A rappresentare i primi cittadini, il segretario generale dell'Anci Veronica Nicotra che davanti a parlamentari, operatori di settore e gestori ha ribadito quanto Anci reclama da tempo ovvero la richiesta di aggiornamento della cornice normativa che regola il gioco legale. «Da anni come Anci – ha spiegato Nicotra - ci battiamo per dare soluzione a un tema che riguarda da vicino gli amministratori comunali, tema che oggi è ancora più urgente data la mancata attuazione della norma contenuta nella delega fiscale che costituisce indubbiamente un'occasione mancata».

Le necessità
Il segretario generale Anci, in buona sostanza, ha rimarcato come «allo stato attuale le maggiori incombenze relative al gioco legale ricadono sulle amministrazioni locali. Ci troviamo, infatti, ad affrontare il continuo proliferare delle sale da gioco senza disporre di regole precise circa le effettive competenze in materia di sicurezza urbana e di tutela della salute del cittadino».
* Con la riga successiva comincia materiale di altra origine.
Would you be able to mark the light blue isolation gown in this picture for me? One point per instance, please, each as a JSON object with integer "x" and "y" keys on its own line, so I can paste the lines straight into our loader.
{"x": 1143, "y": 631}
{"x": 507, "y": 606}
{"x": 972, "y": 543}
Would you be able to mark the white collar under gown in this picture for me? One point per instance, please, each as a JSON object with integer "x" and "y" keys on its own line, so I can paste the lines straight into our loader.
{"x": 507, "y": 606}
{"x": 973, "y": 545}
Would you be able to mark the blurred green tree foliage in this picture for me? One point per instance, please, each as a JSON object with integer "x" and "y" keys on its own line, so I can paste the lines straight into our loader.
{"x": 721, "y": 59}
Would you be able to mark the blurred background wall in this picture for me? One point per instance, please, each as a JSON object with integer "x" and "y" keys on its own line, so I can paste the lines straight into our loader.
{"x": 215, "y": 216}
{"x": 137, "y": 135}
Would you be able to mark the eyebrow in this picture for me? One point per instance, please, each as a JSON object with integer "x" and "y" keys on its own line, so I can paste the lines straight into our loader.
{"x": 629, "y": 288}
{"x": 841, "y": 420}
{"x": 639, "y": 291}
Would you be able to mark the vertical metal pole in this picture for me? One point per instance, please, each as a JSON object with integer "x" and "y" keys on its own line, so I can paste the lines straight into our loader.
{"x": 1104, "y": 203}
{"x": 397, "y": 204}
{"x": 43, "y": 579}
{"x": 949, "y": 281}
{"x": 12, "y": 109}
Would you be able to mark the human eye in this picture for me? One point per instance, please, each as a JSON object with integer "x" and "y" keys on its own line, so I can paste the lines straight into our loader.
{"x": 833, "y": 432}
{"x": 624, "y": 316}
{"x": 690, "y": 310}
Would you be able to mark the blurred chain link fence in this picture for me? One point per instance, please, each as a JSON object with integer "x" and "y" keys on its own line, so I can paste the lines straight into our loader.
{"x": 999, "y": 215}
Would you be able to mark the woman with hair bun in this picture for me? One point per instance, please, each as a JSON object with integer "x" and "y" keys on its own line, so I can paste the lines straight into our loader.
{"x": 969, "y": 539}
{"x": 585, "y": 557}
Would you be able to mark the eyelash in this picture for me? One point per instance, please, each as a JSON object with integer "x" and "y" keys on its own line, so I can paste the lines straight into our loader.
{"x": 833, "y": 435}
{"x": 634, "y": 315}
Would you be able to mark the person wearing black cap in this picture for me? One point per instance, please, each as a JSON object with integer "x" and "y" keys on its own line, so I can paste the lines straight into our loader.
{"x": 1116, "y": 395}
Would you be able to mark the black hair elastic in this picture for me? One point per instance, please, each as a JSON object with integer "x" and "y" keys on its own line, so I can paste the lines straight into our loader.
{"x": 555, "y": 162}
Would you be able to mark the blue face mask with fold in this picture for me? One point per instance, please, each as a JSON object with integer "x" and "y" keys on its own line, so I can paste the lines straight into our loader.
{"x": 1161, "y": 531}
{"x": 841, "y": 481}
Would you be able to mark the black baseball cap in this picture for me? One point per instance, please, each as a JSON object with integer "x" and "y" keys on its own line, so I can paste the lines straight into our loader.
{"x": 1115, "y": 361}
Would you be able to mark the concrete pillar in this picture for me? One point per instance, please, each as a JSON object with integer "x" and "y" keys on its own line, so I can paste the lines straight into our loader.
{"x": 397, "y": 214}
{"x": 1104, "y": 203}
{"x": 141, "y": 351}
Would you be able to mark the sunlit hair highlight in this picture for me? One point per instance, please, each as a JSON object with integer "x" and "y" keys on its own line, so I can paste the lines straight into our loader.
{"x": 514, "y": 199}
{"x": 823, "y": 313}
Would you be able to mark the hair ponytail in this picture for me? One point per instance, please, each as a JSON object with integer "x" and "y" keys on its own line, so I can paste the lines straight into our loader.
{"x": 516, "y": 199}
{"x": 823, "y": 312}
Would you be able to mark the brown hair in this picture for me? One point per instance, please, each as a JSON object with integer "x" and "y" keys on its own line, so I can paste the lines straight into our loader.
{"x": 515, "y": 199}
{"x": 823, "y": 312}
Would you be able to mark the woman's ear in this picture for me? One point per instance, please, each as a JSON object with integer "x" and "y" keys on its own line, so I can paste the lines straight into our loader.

«Abbiamo richiamato l'attenzione del legislatore e del governo – ha continuato Nicotra – affinché si metta definitivamente mano a una materia su cui sono proliferati nel tempo diversi interventi giurisprudenziali, testimonianza chiara dell'incertezza normativa in cui opera la seconda industria del Paese».

Che cosa fare
Ed è proprio al massimo organo giuridico che i sindaci guardano, citando le sentenze della Corte Costituzionale che si è pronunciata due volte sulla questione dei casinò (nel 1985 e nel 2001) rilevando come una regolamentazione organica sia necessaria per comporre le "disarmonie" venutesi a creare nel tempo.
Da qui la necessità di una profonda riforma del settore da attuarsi però in modo «netto e dedicato – ha evidenziato ancora il segretario generale Anci - anche per dare risposta ad altri interrogativi e soggetti coinvolti. Difatti una disciplina chiara è anche la conditio sine qua non per permettere agli operatori di settore di operare correttamente, e con le garanzie necessarie, al fine di assicurare al loro lavoro trasparenza e massima legalità». Non ultima, inoltre, la disciplina necessita per Nicotra di «chiarezza normativa e risorse dedicate anche per attuare un serio ed efficace contrasto alla ludopatia, riconosciuta come malattia sociale ma che vede le istituzioni territoriali e le associazioni spesso sole e inermi ad assistere alla trasformazione del gioco da gioia a dolore per migliaia di famiglie».